Le montage en millefeuille de fenouil, tomates du jardin et fromage de chèvre, accompagné de pousses de radis et de roquette, atteste de la dextérité du chef et de l’omniprésence divine, le voluptueux fromage ayant été affiné par les sœurs grecques du Saint-Monastère-Vierge-Marie-la-Consolatrice de Brownsburg-Chatham. Deo Gratias.
Accompagné d’une généreuse poêlée de légumes au beurre et de pleurotes érigés, le "Suprême rôti de pintade de monsieur Stairs, jus de pintade au vin blanc" est une véritable ode à notre gallinacé préféré au caractère belliqueux et aux cuisses si succulentes – ce qui est une combinaison fréquente, chez les pintades du moins.
La crème aigrelette aux fines herbes qui nappait le filet de saumon brillait par sa prestance et sa légèreté. Le poisson de la baie de Fundy, saisi à la perfection, était parfumé, une pointe de noisette restant en bouche, et tirait le meilleur profit du voisinage des petits pois sucrés, mini-betteraves et carottes bio rôties.
Au dessert, "Brioche maison façon pain perdu et compotée d’abricots" ou "Moelleux chocolat Tanzanie, glace crème sure à la vanille" sont de purs bijoux.
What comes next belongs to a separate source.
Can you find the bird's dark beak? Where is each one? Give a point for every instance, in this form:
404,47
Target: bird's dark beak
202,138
Tous deux réveillèrent la bête effrayante qui sommeille dans mon ami le gros Michel, qui lécha presque les assiettes, inquiétant la jeune serveuse fort appliquée travaillant ce soir-là. Une semaine plus tard, le goût du chocolat et la magnifique texture de l’appareil à moelleux, particulièrement bien émulsionné, flottent encore dans ma mémoire.
On peut regretter qu’en termes de choix, la carte des vins corresponde davantage à la taille de l’établissement qu’à sa qualité. Toutefois, si vous tombez sur un moment de beaux arrivages, votre bonheur sera complet. Pour tout ce qui est de la cuisine proprement dite, le chef suivant avec minutie les productions saisonnières et mettant sur son comptoir ce que chaque saison apporte de meilleur, vous pécherez, j’en suis certain. Je vous souhaite d’y prendre autant de plaisir que moi.
Après, allez et repentez-vous. Saint Augustin est magnanime. N’oubliez pas de prendre un petit verre de rouge avec le fromage, c’est excellent pour le repentir.
Le Saint-Augustin
15196, rue Saint-Augustin
Saint-Augustin-de-Mirabel
(Sortie 23 de l’autoroute 15, puis 10 kilomètres jusqu’au village.)
(450) 475-8290
Ouvert en soirée du mercredi au dimanche. Possibilité pour les groupes de réserver le midi. Avant boissons, taxes et service, un petit billet à l’effigie de Sir Robert Laird Borden fera l’affaire pour deux personnes.